NEW COURSE FOR IRAQ

 

 Artículo de David Ignatius  en “The Washington Post” del 23/04/2004

Por su interés y relevancia, he seleccionado el artículo que sigue para incluirlo en este sitio web. (L. B.-B.)

If you're in a hole, stop digging. The Bush administration seems at last to have embraced that simple wisdom in its Iraq policy and is beginning to undo some of the earlier mistakes that got the U.S. occupation into such trouble.

The new, new Iraq policy has three basic components. Each reduces the risks of the previous U.S. approach. But the revised plan carries dangers of a different sort, and it's important to understand them up front:

• Politically, the administration is tossing the ball to the United Nations and hoping the U.N. (and its still-to-be-chosen team of Iraqi transitional leaders) can catch it after the June 30 transfer of sovereignty. This strategy may bring a calmer Iraq by America's Election Day, but it could have the opposite effect of producing a sectarian power struggle. It's what football enthusiasts like to call a "Hail Mary pass."

• Militarily, the administration appears to have backed away from its strategy of "capture or kill" in dealing with the popular uprising that exploded this month among Sunnis in Fallujah and Shiite followers of Moqtada Sadr. An assault on Sadr's militia in Najaf, which would have thrown U.S. troops into an open-ended urban war, now seems less likely. But the price of compromise is that the insurgents are still on the loose.

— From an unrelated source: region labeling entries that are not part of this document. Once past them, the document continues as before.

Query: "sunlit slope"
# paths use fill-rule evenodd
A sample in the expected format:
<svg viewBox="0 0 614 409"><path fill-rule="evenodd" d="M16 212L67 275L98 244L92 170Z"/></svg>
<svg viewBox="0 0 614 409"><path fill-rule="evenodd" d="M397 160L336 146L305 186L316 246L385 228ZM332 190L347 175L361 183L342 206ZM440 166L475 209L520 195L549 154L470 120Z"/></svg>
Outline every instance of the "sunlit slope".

• Strategically, the administration wants to undo its earlier mistake of disbanding the Iraqi army and banishing bureaucrats of the old regime. The new idea, outlined by The Post's Robin Wright this week, is to rehabilitate salvageable parts of the old infrastructure by rehiring former military officers and Baath Party members. Unfortunately, it's a little late. The old army and bureaucracy are now shattered, and it will be years before Iraq has new institutions that can provide security and good governance.

Britain played an important role in reshaping U.S. strategy. That was obvious at Bush's joint news conference last week with British Prime Minister Tony Blair. Bush explicitly backed U.N. Special Envoy Lakhdar Brahimi, saying he had "identified a way forward to establishing an interim government." Blair signaled the stand-down in Najaf by saying the coalition would deal with Sadr and his militia "with the right balance of firmness in the face of terror and a clear offer to all people in Iraq, including those who might be tempted to support lawbreaking."

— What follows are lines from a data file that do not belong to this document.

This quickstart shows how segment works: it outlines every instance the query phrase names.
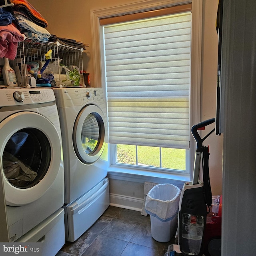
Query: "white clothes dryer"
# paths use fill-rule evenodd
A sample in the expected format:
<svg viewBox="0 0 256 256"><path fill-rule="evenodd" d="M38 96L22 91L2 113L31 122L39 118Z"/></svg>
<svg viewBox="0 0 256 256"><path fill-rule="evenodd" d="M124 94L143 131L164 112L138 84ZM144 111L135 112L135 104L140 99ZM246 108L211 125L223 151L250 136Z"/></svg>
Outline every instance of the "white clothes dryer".
<svg viewBox="0 0 256 256"><path fill-rule="evenodd" d="M109 205L106 97L102 88L53 90L63 145L66 240L74 242Z"/></svg>
<svg viewBox="0 0 256 256"><path fill-rule="evenodd" d="M9 240L14 242L63 205L61 135L52 90L0 89L0 202L6 216L0 221L7 222Z"/></svg>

The big problem with the new Iraq policy is that it's at war with the old one. That is, the administration is embracing a new U.N.-centered approach at the same time it is enhancing the power of Iraqis who were part of the old Governing Council that Brahimi plans to abolish.

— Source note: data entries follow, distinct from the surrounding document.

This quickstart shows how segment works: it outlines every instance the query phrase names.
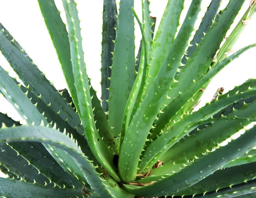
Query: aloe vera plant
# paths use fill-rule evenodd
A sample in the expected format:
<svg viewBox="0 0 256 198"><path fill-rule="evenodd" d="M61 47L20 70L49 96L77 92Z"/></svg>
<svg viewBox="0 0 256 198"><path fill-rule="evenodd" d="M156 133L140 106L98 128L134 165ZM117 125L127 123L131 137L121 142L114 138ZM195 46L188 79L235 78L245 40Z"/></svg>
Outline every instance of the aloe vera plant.
<svg viewBox="0 0 256 198"><path fill-rule="evenodd" d="M57 90L0 23L0 50L22 82L0 67L0 91L24 122L0 113L8 175L0 196L255 197L256 79L193 109L215 75L256 46L227 54L256 3L221 47L247 2L230 0L220 11L221 0L212 0L195 30L203 1L192 0L178 28L184 0L169 0L154 37L148 0L142 21L134 0L121 0L118 15L115 0L104 0L102 101L87 74L74 0L62 0L67 27L54 0L38 0L69 92Z"/></svg>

The lightning rod continues to be Ahmed Chalabi, the mercurial Iraqi exile leader whom neoconservatives at the Pentagon once hoped to install as head of a provisional government on the opening day of the war. That half-baked plan was abandoned by the administration at the eleventh hour, but Chalabi and his formidable lobby in Washington have never given up the fight. Iraqis who are described as his allies recently took control of the two most important interim ministries, Interior and Defense. And just this week, Chalabi's nephew, Salem Chalabi, was named to oversee the most visible symbol of the new Iraq, the trial of Saddam Hussein.

Will Brahimi replace Chalabi and other former Iraqi exiles with the U.N. envoy's own appointees? Will Bush put teeth into his rhetorical support for Brahimi by curbing Chalabi's influence? Will the U.S. National Security Council at last impose one Iraq strategy on the feuding agencies of the U.S. government? Stay tuned.

Chalabi has a potent survival weapon in captured Iraqi files detailing the corruption in the U.N.'s oil-for-food program during Hussein's time. Some of us were writing about that corruption when it was happening, and it was indeed outrageous. But that information shouldn't become part of a back-alley fight for political control of the new Iraq.

Bush would be wise to trust the Americans who know Iraq best -- the military commanders in the field. They can channel money and other assistance to political, tribal and religious leaders around the country. The Army general chosen to oversee training of Iraqi security forces after June 30, Maj. Gen. David H. Petraeus, showed how to make this strategy work when he was commander of U.S. forces in northern Iraq. These reconstruction efforts will be more important after June 30, not less.

Washington needs to make sure it has just one Iraq policy, rather than several competing ones, and then fight hard to make it work. The bad times are far from over in Iraq, but at least Washington will have international help in trying to cope with them.